Ninety-five patients received treatment. Of them, 44% (42/95) had atezolizumab-related AEs during the neoadjuvant period (fatigue 20%, decreased appetite 6%, and transaminases increased 6%). Treatment-related grade 3–5 AEs occurred in 11% (10/95) of patients during the study. Of the patients, 21% (20/95) received only one cycle of atezolizumab due to AEs; 92% (87/95) underwent RC. No surgery was delayed due to atezolizumab-related toxicities. Surgical complications occurred in 62% (54/87) of patients. Of these patients, 43% (37/87) and 20% (17/87) had minor (grade 1–2) and major (grade 3–5) complications, respectively. Thirteen of 87 (15%) patients had post-RC atezolizumab-related AEs, including adrenal insufficiency and transaminases increased. Three deaths occurred during the period of study-related interventions (one non–treatment-related aspiration pneumonia, one immune-related myocardial infarction, and one cardiogenic shock after RC). Not all surgical safety parameters were available.
Two cycles of neoadjuvant atezolizumab are well tolerated and do not seem to impact surgical complication rates.

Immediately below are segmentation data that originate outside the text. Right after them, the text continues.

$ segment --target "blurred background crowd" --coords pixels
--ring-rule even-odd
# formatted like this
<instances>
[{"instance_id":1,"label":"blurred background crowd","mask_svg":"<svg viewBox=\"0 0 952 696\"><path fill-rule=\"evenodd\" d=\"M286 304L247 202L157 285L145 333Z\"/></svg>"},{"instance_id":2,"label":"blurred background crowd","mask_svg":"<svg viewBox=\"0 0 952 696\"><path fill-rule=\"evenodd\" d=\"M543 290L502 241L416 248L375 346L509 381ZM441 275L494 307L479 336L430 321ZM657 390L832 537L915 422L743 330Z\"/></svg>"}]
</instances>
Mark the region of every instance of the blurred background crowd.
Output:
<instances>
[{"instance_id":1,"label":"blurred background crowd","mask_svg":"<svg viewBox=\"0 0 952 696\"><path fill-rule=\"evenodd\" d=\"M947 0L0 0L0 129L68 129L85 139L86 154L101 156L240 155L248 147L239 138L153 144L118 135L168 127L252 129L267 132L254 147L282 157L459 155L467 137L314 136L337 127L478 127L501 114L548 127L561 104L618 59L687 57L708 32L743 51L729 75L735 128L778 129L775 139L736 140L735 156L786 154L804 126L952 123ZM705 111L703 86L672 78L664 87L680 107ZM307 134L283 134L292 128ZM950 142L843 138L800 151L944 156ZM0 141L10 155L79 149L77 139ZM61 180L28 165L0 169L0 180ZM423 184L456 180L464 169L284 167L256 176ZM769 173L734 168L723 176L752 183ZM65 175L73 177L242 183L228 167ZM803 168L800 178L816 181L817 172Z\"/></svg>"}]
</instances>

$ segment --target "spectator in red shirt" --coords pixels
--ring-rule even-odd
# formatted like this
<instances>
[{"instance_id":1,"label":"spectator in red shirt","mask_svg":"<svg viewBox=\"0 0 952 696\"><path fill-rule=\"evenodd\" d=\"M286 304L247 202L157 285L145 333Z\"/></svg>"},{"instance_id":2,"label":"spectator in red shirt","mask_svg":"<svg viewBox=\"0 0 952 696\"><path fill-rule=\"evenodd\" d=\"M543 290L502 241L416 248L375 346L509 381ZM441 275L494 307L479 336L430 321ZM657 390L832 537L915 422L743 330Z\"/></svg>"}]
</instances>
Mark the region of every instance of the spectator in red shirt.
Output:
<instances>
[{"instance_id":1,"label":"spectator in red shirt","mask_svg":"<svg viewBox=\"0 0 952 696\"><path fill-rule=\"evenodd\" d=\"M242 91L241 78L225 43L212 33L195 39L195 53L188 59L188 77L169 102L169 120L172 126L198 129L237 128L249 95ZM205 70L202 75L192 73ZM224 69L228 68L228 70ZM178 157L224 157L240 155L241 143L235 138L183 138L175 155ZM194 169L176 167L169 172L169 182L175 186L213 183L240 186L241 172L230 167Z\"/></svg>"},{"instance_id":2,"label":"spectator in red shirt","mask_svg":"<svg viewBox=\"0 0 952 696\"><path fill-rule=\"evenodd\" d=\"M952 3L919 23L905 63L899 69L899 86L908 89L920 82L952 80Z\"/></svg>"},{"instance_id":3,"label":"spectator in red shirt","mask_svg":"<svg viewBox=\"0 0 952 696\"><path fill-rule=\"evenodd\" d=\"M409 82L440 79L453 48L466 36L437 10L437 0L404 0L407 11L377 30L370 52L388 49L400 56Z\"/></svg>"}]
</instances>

Owing to the long half-life, AEs may occur in the postoperative period, including endocrine abnormalities requiring attention and intervention.
Here, we report a comprehensive dataset of patients receiving neoadjuvant immune checkpoint inhibitors before radical cystectomy. Treatment with neoadjuvant atezolizumab is safe and does not seem to complicate surgery significantly.
Neoadjuvant treatment with atezolizumab followed by radical cystectomy is associated with fewer adverse events and low surgical complication rates. Long-term side effects can occur due the long half-life of atezolizumab.